= Metatony =

In linguistics, metatony refers to the change of nature of accent (its intonation, or tone), usually within the same syllable. When the accent also changes its syllable, the process is called metataxis. Metataxis can also be analyzed as a combination of accent movement and metatony. The term is usually used when referring to accentual developments in the history of Baltic and Slavic languages which exhibited numerous such developments, representing the accentual equivalent of sound change.

==Slavic metatony==
In South Slavic languages (Serbo-Croatian and Slovene) Proto-Slavic old acute accent ⟨ő⟩ was shortened.

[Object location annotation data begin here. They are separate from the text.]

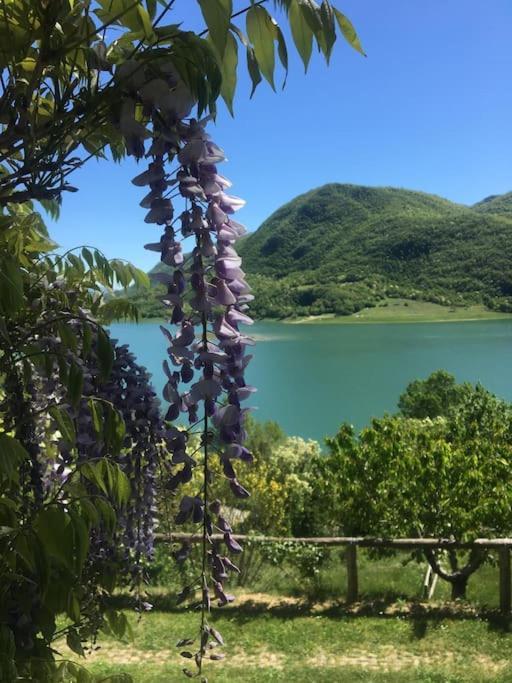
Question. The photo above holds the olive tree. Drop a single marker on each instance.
(442, 477)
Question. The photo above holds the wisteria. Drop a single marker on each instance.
(207, 297)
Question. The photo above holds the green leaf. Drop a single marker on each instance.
(64, 423)
(86, 340)
(115, 429)
(12, 455)
(349, 32)
(217, 15)
(329, 28)
(75, 384)
(301, 32)
(146, 21)
(96, 414)
(253, 68)
(261, 33)
(117, 623)
(311, 13)
(74, 642)
(73, 607)
(11, 286)
(228, 69)
(105, 354)
(88, 257)
(282, 51)
(81, 537)
(54, 529)
(95, 473)
(140, 278)
(67, 335)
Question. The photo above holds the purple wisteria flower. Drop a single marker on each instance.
(207, 297)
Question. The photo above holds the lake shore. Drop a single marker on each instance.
(397, 311)
(404, 311)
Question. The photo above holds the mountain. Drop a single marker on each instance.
(496, 203)
(340, 248)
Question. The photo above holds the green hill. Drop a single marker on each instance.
(496, 203)
(341, 248)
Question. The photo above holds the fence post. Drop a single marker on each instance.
(505, 585)
(352, 580)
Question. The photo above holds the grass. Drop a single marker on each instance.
(407, 311)
(269, 641)
(277, 636)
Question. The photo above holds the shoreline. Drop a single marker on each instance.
(351, 320)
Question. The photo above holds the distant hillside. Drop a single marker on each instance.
(497, 203)
(340, 248)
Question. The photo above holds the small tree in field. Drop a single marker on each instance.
(447, 477)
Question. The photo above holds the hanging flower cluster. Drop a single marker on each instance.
(207, 297)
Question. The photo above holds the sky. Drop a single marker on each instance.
(428, 109)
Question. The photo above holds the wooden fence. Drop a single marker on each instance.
(503, 546)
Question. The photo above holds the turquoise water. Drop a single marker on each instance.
(311, 378)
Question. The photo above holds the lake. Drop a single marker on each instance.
(311, 378)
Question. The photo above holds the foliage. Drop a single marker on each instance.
(435, 396)
(70, 472)
(69, 70)
(80, 426)
(443, 477)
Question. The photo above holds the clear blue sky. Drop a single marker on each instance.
(429, 109)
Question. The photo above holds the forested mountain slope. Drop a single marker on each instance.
(340, 248)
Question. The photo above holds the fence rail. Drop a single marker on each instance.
(502, 545)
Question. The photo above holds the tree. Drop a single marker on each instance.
(106, 79)
(437, 395)
(446, 477)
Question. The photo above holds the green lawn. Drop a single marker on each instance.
(406, 311)
(282, 629)
(299, 642)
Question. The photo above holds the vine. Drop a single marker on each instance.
(207, 298)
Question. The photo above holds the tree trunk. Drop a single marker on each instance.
(457, 577)
(459, 586)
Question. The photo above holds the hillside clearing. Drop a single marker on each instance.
(407, 311)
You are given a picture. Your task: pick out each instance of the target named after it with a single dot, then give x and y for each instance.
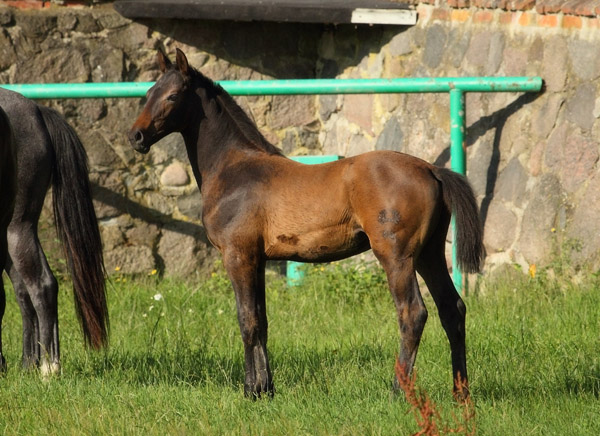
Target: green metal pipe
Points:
(292, 87)
(458, 163)
(456, 86)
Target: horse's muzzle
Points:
(136, 139)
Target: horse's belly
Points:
(317, 246)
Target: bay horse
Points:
(49, 152)
(259, 205)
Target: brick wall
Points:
(532, 159)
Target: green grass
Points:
(175, 365)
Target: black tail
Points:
(460, 200)
(77, 227)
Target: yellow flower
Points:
(532, 269)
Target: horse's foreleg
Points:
(247, 274)
(2, 308)
(36, 289)
(411, 311)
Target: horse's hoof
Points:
(258, 392)
(49, 369)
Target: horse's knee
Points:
(462, 308)
(44, 296)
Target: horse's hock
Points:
(532, 159)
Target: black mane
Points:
(247, 128)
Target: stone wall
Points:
(532, 159)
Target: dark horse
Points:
(8, 191)
(48, 150)
(258, 206)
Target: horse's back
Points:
(320, 212)
(34, 153)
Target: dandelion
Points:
(532, 270)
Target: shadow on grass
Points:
(585, 382)
(202, 366)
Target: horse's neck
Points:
(210, 147)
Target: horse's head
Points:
(164, 110)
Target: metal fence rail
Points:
(455, 86)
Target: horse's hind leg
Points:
(37, 294)
(247, 275)
(411, 311)
(432, 267)
(31, 340)
(3, 255)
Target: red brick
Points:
(526, 19)
(483, 16)
(460, 15)
(572, 22)
(506, 17)
(27, 4)
(440, 14)
(521, 5)
(459, 3)
(547, 20)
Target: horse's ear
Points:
(182, 63)
(163, 61)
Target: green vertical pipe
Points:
(458, 163)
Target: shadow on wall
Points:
(136, 210)
(280, 50)
(496, 121)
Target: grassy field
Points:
(175, 361)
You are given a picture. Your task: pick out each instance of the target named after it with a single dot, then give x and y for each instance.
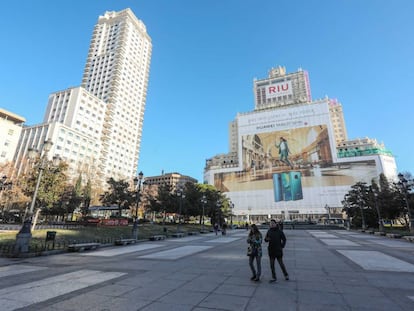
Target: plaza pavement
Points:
(329, 270)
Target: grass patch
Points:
(99, 234)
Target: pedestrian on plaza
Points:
(224, 229)
(254, 239)
(277, 241)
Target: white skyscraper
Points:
(96, 128)
(117, 71)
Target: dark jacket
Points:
(277, 241)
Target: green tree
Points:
(118, 194)
(52, 184)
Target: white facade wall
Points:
(10, 129)
(117, 71)
(80, 151)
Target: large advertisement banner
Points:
(288, 164)
(279, 89)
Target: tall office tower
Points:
(338, 121)
(117, 71)
(281, 89)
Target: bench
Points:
(157, 237)
(80, 247)
(393, 235)
(409, 238)
(178, 235)
(125, 241)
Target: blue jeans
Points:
(258, 265)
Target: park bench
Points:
(178, 235)
(157, 237)
(80, 247)
(125, 241)
(394, 235)
(409, 238)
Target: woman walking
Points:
(254, 240)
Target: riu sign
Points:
(279, 89)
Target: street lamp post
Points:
(403, 184)
(375, 193)
(218, 204)
(231, 205)
(4, 185)
(360, 201)
(137, 185)
(203, 202)
(181, 195)
(328, 209)
(24, 236)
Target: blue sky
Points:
(206, 54)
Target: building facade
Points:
(10, 128)
(173, 180)
(117, 71)
(96, 128)
(293, 156)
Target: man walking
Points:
(277, 241)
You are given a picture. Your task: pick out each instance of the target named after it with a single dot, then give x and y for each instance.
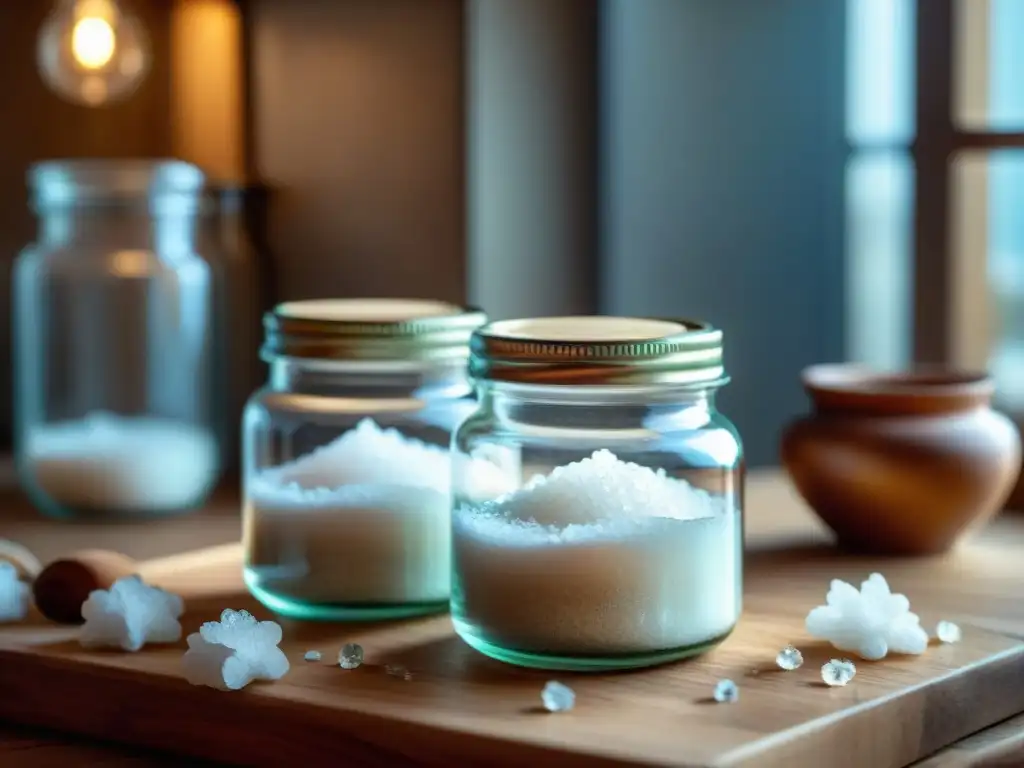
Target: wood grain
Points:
(462, 709)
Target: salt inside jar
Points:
(347, 484)
(625, 548)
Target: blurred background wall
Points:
(824, 180)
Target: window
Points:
(935, 185)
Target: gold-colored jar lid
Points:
(598, 350)
(370, 330)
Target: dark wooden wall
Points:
(35, 124)
(357, 129)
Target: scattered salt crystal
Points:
(395, 670)
(557, 697)
(790, 658)
(838, 672)
(947, 632)
(14, 594)
(871, 622)
(726, 691)
(350, 655)
(364, 519)
(112, 463)
(130, 614)
(592, 546)
(230, 653)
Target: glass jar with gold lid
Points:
(621, 542)
(345, 451)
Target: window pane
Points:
(988, 268)
(879, 258)
(989, 65)
(880, 71)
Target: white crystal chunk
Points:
(350, 656)
(557, 697)
(790, 658)
(726, 691)
(838, 672)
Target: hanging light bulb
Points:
(92, 52)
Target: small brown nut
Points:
(64, 585)
(27, 563)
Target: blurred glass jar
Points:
(240, 266)
(345, 457)
(114, 393)
(622, 545)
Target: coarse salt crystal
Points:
(350, 656)
(871, 622)
(790, 658)
(232, 652)
(726, 691)
(129, 615)
(838, 672)
(594, 546)
(557, 696)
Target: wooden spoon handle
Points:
(205, 572)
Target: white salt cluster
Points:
(130, 614)
(14, 594)
(600, 556)
(123, 464)
(232, 652)
(366, 518)
(871, 622)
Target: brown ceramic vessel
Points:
(901, 464)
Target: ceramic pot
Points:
(901, 464)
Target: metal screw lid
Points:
(370, 330)
(598, 350)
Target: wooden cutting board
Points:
(462, 709)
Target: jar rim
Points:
(370, 329)
(598, 350)
(99, 180)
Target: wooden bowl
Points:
(901, 464)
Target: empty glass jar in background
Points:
(112, 342)
(622, 545)
(345, 457)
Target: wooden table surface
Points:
(999, 745)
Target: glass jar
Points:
(112, 342)
(622, 545)
(345, 457)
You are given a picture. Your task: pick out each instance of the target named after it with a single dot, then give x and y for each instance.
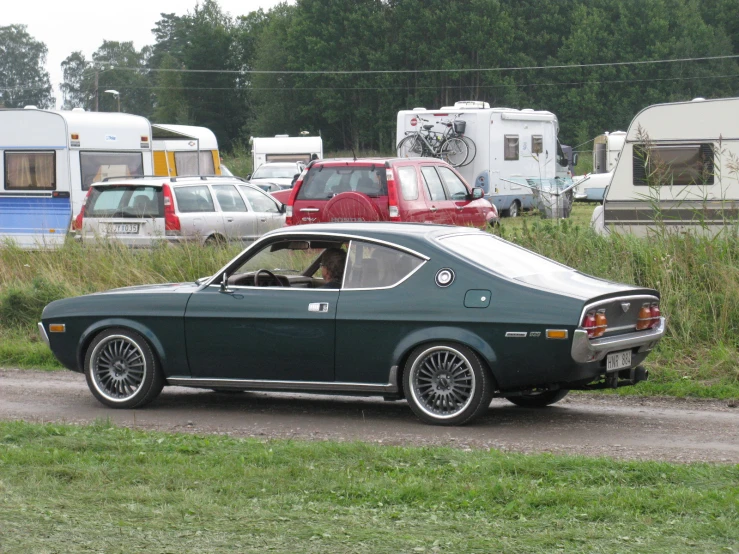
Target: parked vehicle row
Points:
(139, 212)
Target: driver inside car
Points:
(333, 261)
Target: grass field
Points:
(104, 489)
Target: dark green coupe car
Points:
(445, 317)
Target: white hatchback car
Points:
(140, 211)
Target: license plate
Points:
(122, 228)
(618, 360)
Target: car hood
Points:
(578, 285)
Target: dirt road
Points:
(627, 428)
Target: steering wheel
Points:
(269, 274)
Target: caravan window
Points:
(96, 166)
(511, 147)
(30, 170)
(186, 163)
(537, 144)
(673, 164)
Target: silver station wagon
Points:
(140, 211)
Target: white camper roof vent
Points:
(472, 104)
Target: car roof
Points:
(153, 181)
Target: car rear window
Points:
(324, 182)
(134, 201)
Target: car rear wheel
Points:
(538, 399)
(447, 384)
(121, 369)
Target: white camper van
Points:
(185, 150)
(48, 160)
(681, 157)
(606, 151)
(284, 148)
(511, 146)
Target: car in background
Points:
(445, 317)
(209, 209)
(425, 190)
(281, 174)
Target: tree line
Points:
(344, 69)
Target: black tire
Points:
(410, 147)
(446, 384)
(514, 210)
(538, 399)
(454, 152)
(122, 370)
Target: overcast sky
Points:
(83, 24)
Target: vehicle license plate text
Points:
(618, 360)
(123, 228)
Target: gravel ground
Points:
(645, 428)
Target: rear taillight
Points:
(644, 321)
(171, 221)
(656, 315)
(77, 224)
(392, 196)
(289, 219)
(588, 323)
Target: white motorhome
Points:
(185, 150)
(680, 157)
(284, 148)
(48, 159)
(511, 147)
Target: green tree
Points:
(23, 79)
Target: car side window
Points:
(194, 199)
(455, 186)
(371, 266)
(408, 182)
(259, 201)
(229, 199)
(433, 183)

Its direct reflex is the short falling accent ⟨ȍ⟩ in standard Serbo-Croatian, whereas standard Slovene has long rising accent ⟨ó⟩ with younger length.
- Common Slavic *bra̋trъ "brother" > Serbo-Croatian brȁt/бра̏т, Slovene bràt

In all Serbo-Croatian and Slovene dialects, in nominative singular of o- and i-stems the stem-final syllable of accent paradigm c words is lengthened. For monsyllabics this amounts to lengthening of short circumflex accent ⟨ȍ⟩ to long circumflex ⟨ȏ⟩:
- Common Slavic *bȍgъ "god" > Serbo-Croatian bȏg/бо̑г, Slovene bóg

==Slavic metataxis==
During the Proto-Slavic period the so-called neoacute accent was created by accent retraction owing to the reduction and ultimately loss of weak yers. There were two forms - ⟨ò⟩ the short neoacute, and ⟨õ⟩ the long neoacute. Short and long neoacute are traditionally marked with two different symbols, even though we're dealing with the same prosodeme on short and long vowels, respectively. Neoacute is traditionally reconstructed as a rising intonation on the basis of Slovene and Russian, and the description of dialectal Serbo-Croatian (Chakavian) ⟨õ⟩ as a rising tone. Short neoacute has a distinct reflex in Slovak and some Russian dialects.

==Baltic metatony==
In Aukštaitian Lithuanian dialects a metatony occurred as a reflex of Balto-Slavic acute accent which is generally assumed to be a rising tone, and which was changed to a falling tone in Lithuanian. The new accent is also marked with an acute accent mark, but its nature has changed from rising to falling. This change, usually called Lithuanian metatony, is absent in Žemaitian dialects of Lithuanian where Balto-Slavic accented acute is reflected as a broken tone.